Leaving the Sierra de Francia to the east, we first encounter the region of Guijuelo, which is not known for wine, but for excellent ham, for which it has received its own Denominación de Origen: D.O. Jamón de Guijuelo. You only come across vines again once you reach the river Alberche. It runs along the north of the Sierra de Gredos, past Cebreros, El Tiemblo and San Martín de Valdeiglésias, before making a sharp turn just before the foothills of Madrid and flowing back west along the southern edge of the Sierra de Gredos to end its journey near Talavera de la Reina, where it joins the Tagus.

In principle, this area, which includes the far west of the D.O. Vinos de Madrid, the north of the D.O. Méntrida and the Comarca Vitivinícola Cebreros, is Garnacha country.
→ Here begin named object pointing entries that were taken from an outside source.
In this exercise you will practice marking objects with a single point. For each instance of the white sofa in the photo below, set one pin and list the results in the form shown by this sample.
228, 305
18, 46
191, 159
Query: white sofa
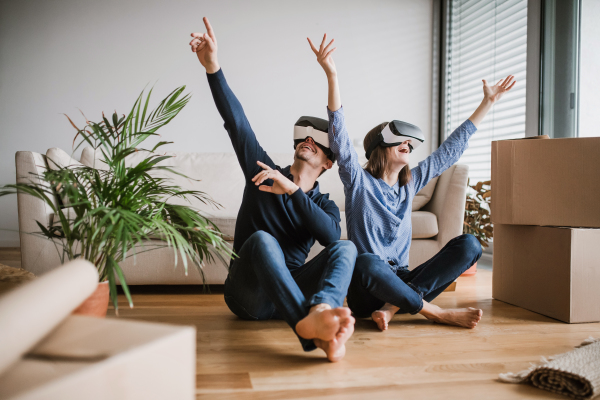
435, 221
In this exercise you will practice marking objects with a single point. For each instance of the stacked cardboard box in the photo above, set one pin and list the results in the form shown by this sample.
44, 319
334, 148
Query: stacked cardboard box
546, 216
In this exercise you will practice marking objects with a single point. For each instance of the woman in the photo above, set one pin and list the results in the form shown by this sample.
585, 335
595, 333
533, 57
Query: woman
378, 214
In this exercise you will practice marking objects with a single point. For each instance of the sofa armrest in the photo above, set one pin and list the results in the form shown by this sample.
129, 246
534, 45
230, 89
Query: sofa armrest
448, 202
38, 254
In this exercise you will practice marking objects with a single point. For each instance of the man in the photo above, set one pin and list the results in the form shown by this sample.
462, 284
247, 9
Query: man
281, 215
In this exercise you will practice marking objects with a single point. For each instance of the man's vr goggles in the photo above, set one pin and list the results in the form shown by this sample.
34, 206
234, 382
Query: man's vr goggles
316, 128
395, 133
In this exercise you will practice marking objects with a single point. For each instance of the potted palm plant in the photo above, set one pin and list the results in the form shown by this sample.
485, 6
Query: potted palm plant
110, 213
477, 216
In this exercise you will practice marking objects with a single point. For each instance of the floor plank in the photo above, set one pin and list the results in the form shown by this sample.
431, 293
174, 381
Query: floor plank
413, 359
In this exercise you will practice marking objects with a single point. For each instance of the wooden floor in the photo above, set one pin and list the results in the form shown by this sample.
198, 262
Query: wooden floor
414, 359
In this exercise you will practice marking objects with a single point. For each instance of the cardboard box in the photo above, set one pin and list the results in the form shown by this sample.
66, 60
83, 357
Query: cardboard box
97, 358
552, 182
549, 270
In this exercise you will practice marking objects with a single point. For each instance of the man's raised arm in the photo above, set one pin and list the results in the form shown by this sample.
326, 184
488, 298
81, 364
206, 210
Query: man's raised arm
246, 147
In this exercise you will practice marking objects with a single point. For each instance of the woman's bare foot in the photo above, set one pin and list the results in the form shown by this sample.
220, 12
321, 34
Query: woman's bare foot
323, 322
381, 318
465, 317
336, 349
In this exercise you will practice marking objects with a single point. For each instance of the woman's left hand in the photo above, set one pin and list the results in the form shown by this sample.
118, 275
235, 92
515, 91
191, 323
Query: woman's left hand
324, 56
494, 93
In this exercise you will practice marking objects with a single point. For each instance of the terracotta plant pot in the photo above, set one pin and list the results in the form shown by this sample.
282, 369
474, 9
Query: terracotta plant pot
97, 304
471, 271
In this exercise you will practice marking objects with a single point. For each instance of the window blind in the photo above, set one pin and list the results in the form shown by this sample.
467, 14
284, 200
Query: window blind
486, 39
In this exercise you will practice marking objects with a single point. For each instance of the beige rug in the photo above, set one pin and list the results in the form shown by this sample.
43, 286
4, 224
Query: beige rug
575, 374
12, 277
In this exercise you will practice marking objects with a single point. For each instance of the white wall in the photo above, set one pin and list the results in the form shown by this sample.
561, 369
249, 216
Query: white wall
589, 65
60, 55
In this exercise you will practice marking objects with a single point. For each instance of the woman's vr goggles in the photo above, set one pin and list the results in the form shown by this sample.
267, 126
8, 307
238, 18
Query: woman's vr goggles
316, 128
394, 134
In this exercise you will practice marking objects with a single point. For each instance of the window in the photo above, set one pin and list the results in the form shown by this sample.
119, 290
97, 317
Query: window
485, 39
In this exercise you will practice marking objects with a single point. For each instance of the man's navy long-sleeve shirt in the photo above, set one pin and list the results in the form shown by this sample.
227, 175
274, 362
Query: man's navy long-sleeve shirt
296, 220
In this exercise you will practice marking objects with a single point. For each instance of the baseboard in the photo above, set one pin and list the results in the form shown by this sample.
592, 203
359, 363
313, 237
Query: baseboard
10, 243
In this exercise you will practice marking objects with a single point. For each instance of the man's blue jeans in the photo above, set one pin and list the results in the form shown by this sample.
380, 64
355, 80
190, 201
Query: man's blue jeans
260, 286
375, 283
However, there is a white grape variety, long cultivated as table grape, which in recent years has also been used as a wine grape: Albillo Real. In the past, this variety was occasionally fermented as well in order to incorporate and soften the somewhat rough tannins of the Garnacha, and it also gave the mostly acid-rich wines a full-bodied counterpoint that was not particularly acidic. In 2007, Bodegas Bernabeleva from San Martín de Valdeiglésias began to produce Albillo Real as a single varietal, and in the meantime several other bodegas in the region have followed this example. Nevertheless, it has remained a marginal topic: If there are ten Barricas Albillo Real in the entire region, that is a lot.